When evaluating the liver profile, bilirubin concentration along with AST, ALT, and ALP enzyme activities, as reported in Table 2, the group treated with free L. casei (DFLC group) showed higher values than the group treated with immobilized L. casei (DILC group); other authors reported similar results when using probiotics in the free form [31, 33, 39]. This behavior is expected since diabetes is related to liver disease [58, 59]. Moreover, it can be affirmed that liver damage is indirectly reduced by enriching the diet with immobilized L. casei.

Concerning the lipid profile, the groups of rats treated with free and immobilized L. casei showed changes in lipid metabolism; this behavior has been already observed by several authors [3, 30,31,32, 37, 39, 43, 48, 60,61,62]. For instance, these results could be attributed to a metabolic disorder characteristic of diabetes known as dyslipidemia, caused by increased free fatty acids in the body, insulin resistance, and an increase in inflammatory adiposity [63].

We believe that the increase in urea concentration in the group treated with free L. casei was due to the high serum glucose concentration leading to the onset of renal damage; other authors have described similar behaviors using free probiotics [31, 32].

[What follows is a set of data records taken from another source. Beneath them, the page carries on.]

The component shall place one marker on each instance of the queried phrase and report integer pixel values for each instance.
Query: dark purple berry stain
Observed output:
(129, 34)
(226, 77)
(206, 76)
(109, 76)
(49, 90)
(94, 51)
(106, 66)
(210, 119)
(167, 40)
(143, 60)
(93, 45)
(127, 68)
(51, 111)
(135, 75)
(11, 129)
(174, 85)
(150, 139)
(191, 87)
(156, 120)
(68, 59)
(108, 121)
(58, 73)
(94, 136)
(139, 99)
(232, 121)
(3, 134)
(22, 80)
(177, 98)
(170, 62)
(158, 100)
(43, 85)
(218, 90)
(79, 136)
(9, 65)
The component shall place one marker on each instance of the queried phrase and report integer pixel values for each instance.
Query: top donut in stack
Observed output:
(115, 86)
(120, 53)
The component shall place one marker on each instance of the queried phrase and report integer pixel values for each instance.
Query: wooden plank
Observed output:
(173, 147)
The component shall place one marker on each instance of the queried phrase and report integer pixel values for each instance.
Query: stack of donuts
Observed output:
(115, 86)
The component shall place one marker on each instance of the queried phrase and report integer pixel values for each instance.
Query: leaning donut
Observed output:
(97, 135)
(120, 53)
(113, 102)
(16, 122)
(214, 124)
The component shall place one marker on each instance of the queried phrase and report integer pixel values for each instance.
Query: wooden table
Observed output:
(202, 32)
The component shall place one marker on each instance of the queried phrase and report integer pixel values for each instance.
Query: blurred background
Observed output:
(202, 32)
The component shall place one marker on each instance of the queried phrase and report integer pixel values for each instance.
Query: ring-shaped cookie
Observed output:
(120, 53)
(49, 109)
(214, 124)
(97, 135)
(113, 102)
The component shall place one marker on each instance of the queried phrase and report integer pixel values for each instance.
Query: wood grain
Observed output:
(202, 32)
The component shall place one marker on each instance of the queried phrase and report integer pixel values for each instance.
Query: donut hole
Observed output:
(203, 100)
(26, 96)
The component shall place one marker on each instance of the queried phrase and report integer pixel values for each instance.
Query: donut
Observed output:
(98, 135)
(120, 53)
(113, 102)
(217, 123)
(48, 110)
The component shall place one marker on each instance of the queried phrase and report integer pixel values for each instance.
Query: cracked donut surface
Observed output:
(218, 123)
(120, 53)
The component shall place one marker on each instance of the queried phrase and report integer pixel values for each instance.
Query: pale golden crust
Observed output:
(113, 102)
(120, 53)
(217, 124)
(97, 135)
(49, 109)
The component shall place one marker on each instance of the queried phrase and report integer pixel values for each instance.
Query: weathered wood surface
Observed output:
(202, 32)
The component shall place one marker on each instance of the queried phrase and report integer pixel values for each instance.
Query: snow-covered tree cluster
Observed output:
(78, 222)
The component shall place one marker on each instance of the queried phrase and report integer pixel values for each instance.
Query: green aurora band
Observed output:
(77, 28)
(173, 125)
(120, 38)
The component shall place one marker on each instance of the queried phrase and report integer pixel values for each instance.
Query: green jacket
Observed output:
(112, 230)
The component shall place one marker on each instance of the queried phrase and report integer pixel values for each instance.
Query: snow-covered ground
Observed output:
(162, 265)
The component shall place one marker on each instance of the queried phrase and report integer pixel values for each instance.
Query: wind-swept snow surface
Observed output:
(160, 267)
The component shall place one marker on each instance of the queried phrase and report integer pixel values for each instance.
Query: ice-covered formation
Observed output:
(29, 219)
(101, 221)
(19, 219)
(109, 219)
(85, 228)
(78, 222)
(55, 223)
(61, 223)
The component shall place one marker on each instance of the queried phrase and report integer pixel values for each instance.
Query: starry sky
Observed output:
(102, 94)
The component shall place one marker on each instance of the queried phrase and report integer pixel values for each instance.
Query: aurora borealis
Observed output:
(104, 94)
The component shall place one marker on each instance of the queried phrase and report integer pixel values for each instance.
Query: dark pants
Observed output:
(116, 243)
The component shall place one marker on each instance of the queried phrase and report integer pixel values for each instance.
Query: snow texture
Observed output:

Although the group of rats treated with free L. casei did not show statistically significant differences in certain evaluated parameters, the results differed from the typical values. An opposite fact was observed in the group treated with immobilized L. casei, where only cholesterol was slightly increased. Although there are no reports of similar studies using immobilized probiotics, the data show that treatment with immobilized L. casei was more efficient than treatment with free L. casei.

As observed in the histopathological analysis, the microscopic morphology of the kidney, liver, pancreas, and large intestine of the DILC group showed no visual differences compared to the H group; similar behaviors have been reported in various studies using free probiotics [37]; however, in our work, the treatment with immobilized probiotics significantly reduced organ damage. In the micrographs of the pancreas, no differences were observed between the DFLC and DILC groups. However, according to the CGI simulations, the viability of free L. casei was strongly affected; for this reason, although the islet was observed, there was no significant reduction in the serum glucose concentration.

Conclusions

The results obtained in this work demonstrate that cell immobilization is an important vector to provide physical protection for probiotics, such as L. casei, from simulated gastrointestinal conditions in vitro, and quite possibly in vivo. Interestingly, the consumption of immobilized L. casei could allow delivering a high quantity of viable probiotics into the gut, reducing serum glucose concentration by up to 70% compared to diabetic rats and reducing organ damage caused by diabetes. The results also suggest that the consumption of immobilized L. casei may help control and treat DM2 by reducing glucose concentration, maintaining biochemical parameters at nominal values, and reducing the damage that DM2 generally causes to organs. However, further investigation into the mechanism of action needs to be addressed. To some extent, all these findings provide a basis for future clinical trials.